Maknai Perbedaan Idul Fitri dengan Keberkahan

by adm
0 comment 4 minutes read
Twibbon Idul Fitri untuk Ucapan Lebaran (foto:istimewa)

Jakarta, BARITOPOST.CO.ID – Umat Muslim seluruh dunia bersuka cita menjemput datangnya hari kemenangan (Idul Fitri 1 Syawwal 1444 Hijriyah/2023 Masehi).

Meski begitu, di Indonesia kemungkinan Idul Fitri 2023 akan jatuh pada hari berbeda diantara penetapan oleh Pemerintah, Nahdlatul Ulama (NU), dan Muhammadiyah.

Pemerintah dan NU kemungkinan menetapkan Idul Fitri 2023 pada Sabtu (22/4/2023), sedangkan Muhammadiyah sudah menetapkan pada Jumat (21/4/2023).

BACA JUGA: Gubernur Kalsel Kukuhkan Pengurus KORMI

Dosen Fakultas Ilmu Dakwah dan Ilmu Komunikasi Universitas Islam Negeri (UIN) Syarif Hidayatullah Jakarta Rubiyanah Jalil mengatakan, masyarakat harus memaknai perbedaan sebagai keberkahan.

Alasannya, sebagaimana hadits Rasulullah SAW, al ikhtilaafu ummati rahmah, yang berarti perbedaan di antara umat Islam adalah rahmat.

Perbedaan harus dimaknai sebagai keindahan yang harus dipupuk dan tidak dijadikan sebagai alat politisasi suatu kelompok.

“Jika perbedaan-perbedaan itu justru dijadikan sebagai bahan untuk memunculkan perpecahan karena ingin memenangkan satu kelompok sendiri maka perbedaan itu justru akan menjadi musibah bagi bangsa Indonesia,” ucapa dosen Program Studi Magister Pengkajian Islam UIN Syarif Hidayatullah ini, seperti dilansir rm.id, Selasa (18/4/2023).

BACA JUGA: Hiswana Migas Kalsel Berbagi dengan Anak Panti Asuhan di Ramadan 2023

Ia berharap, momentum Ramadan dan Idul Fitri ini, umat kembali kepada fitrah manusia yang sesungguhnya.
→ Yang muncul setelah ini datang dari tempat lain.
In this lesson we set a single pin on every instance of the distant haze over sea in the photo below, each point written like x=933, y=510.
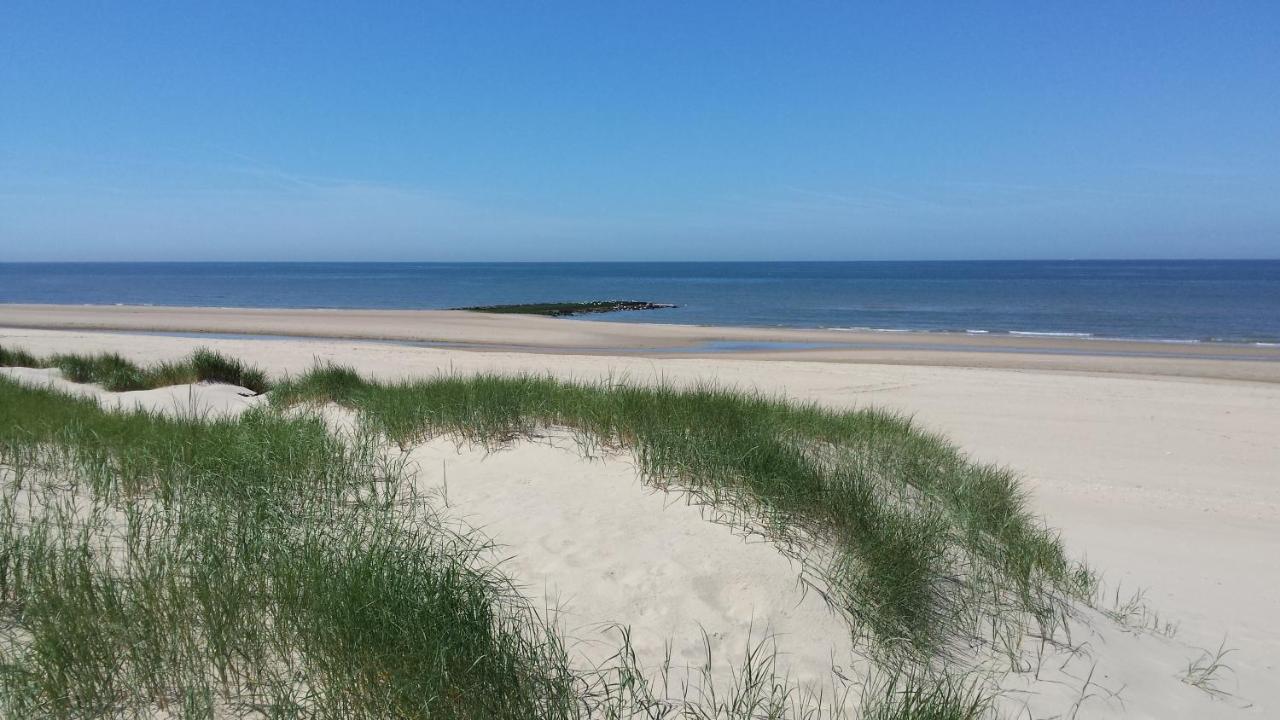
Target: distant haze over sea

Yakni fitrah manusia yang mencintai kebenaran, kebaikan, keindahan dan kedamaian.

Dengan dilandasi semangat spiritual dan kebangsaan, sejatinya momentum ini mampu memupuk rasa persatuan dan kesatuan bangsa yang dapat meredam perpecahan bangsa.

Ramadan memiliki banyak kemuliaan. “Mulai dari bulan suci, bulan penuh rahmat, hingga syahrul jihad atau bulan jihad. Dikatakan syahrul jihad, karena secara historis pelaksanaan Ramadan pada masa Nabi Muhammad SAW bertepatan dengan peristiwa perang dan kemenangan yang diraih umat Islam,” tuturnya.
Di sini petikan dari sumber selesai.